Un hecho contradictorio en la gestión sanitaria
El 7 de noviembre de 2025, la Junta de Contratación del Ministerio de Sanidad adjudicó a Quirón el contrato del «Servicio de prevención ajeno para la especialidad preventiva de Medicina del Trabajo». Sorprendentemente, esta decisión proviene de Mónica García, una de las principales críticas de la presidenta madrileña, Isabel Díaz Ayuso, acusándola de privatizar la sanidad con empresas como Quirón.

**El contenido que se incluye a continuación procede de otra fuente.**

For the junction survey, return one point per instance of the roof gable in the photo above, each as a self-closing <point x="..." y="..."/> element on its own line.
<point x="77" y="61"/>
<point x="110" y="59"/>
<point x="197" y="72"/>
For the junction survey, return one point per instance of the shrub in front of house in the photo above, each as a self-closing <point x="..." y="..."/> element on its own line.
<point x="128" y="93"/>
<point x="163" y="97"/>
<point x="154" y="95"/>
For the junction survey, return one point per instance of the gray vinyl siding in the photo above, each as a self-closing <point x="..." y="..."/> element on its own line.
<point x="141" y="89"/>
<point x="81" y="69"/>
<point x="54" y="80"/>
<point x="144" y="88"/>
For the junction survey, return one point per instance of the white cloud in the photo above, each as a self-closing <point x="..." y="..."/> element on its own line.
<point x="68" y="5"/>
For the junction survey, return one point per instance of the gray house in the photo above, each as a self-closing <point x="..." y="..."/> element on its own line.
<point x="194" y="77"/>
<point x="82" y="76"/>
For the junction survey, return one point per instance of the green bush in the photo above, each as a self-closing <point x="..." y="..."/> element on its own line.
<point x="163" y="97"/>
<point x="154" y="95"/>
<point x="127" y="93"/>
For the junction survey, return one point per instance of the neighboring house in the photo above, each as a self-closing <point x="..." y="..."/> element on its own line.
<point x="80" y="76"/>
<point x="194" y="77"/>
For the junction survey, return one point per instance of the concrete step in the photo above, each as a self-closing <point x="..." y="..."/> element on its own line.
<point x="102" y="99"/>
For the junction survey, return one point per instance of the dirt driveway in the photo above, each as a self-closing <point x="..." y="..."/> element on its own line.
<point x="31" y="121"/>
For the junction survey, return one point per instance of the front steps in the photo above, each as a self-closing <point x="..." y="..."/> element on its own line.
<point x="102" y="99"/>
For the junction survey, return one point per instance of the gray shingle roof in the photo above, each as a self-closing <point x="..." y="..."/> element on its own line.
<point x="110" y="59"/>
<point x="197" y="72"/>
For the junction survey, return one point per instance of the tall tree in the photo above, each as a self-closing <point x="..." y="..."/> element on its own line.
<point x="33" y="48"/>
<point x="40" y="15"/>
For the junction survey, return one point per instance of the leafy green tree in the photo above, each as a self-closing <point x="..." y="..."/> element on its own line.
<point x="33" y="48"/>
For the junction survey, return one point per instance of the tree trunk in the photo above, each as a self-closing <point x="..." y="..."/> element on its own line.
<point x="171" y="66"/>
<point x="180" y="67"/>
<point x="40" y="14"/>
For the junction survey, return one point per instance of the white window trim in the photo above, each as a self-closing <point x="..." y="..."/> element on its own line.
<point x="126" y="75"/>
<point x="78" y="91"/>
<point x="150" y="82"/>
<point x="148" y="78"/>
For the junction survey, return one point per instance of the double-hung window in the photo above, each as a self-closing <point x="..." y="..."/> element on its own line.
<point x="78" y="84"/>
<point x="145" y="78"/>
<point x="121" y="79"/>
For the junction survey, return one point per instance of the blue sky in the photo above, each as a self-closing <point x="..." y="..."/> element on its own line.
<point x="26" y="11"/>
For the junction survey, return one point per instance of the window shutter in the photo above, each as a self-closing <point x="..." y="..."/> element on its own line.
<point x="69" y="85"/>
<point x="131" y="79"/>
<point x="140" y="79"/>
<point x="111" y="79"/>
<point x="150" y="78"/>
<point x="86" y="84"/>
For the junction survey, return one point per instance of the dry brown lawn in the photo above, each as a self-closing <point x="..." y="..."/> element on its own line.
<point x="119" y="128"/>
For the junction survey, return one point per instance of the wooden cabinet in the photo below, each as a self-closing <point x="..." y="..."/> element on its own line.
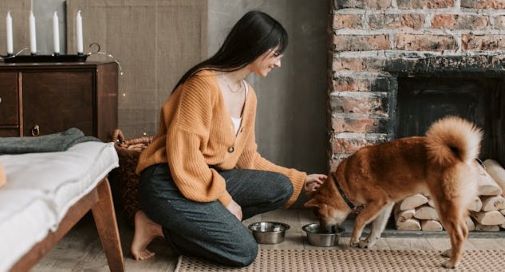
<point x="38" y="99"/>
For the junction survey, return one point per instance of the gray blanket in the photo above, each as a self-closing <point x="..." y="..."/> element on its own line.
<point x="48" y="143"/>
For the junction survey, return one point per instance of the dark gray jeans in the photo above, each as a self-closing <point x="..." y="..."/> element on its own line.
<point x="208" y="230"/>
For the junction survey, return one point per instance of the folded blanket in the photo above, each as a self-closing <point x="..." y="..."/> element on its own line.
<point x="47" y="143"/>
<point x="2" y="176"/>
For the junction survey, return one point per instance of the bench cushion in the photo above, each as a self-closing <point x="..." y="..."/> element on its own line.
<point x="40" y="189"/>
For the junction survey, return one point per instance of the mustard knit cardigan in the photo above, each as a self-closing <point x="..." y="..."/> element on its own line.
<point x="196" y="131"/>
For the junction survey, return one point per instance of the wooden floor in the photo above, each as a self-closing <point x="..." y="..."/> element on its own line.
<point x="80" y="250"/>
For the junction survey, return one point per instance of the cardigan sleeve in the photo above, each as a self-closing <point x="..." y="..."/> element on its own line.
<point x="193" y="177"/>
<point x="251" y="159"/>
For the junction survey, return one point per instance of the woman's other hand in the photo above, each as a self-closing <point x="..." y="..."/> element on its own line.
<point x="235" y="209"/>
<point x="313" y="182"/>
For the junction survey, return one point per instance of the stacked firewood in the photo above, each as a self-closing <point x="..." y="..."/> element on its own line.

Cuestionando la coherencia del Ministerio
García ha intensificado sus ataques a Ayuso en las redes, alardeando de la gestión sanitaria en Madrid. Sin embargo, su elección de Quirón, la misma empresa que critica, plantea serias dudas sobre su coherencia y ética política. A diferencia de Ayuso, que contrata a Quirón para el servicio de la población, la ministra lo hace para beneficio interno en su propio ministerio, un acto que parece más egocéntrico que auténtico.
El contrato, adjudicado en marzo de 2026 por un valor de 63 252,6 EUR, establece una clara discrepancia entre el discurso y la acción. Mientras que Ayuso contrata para los madrileños, Mónica García prioriza su organismo. Esto nos lleva a cuestionar las verdaderas intenciones detrás de sus constantes críticas a otros.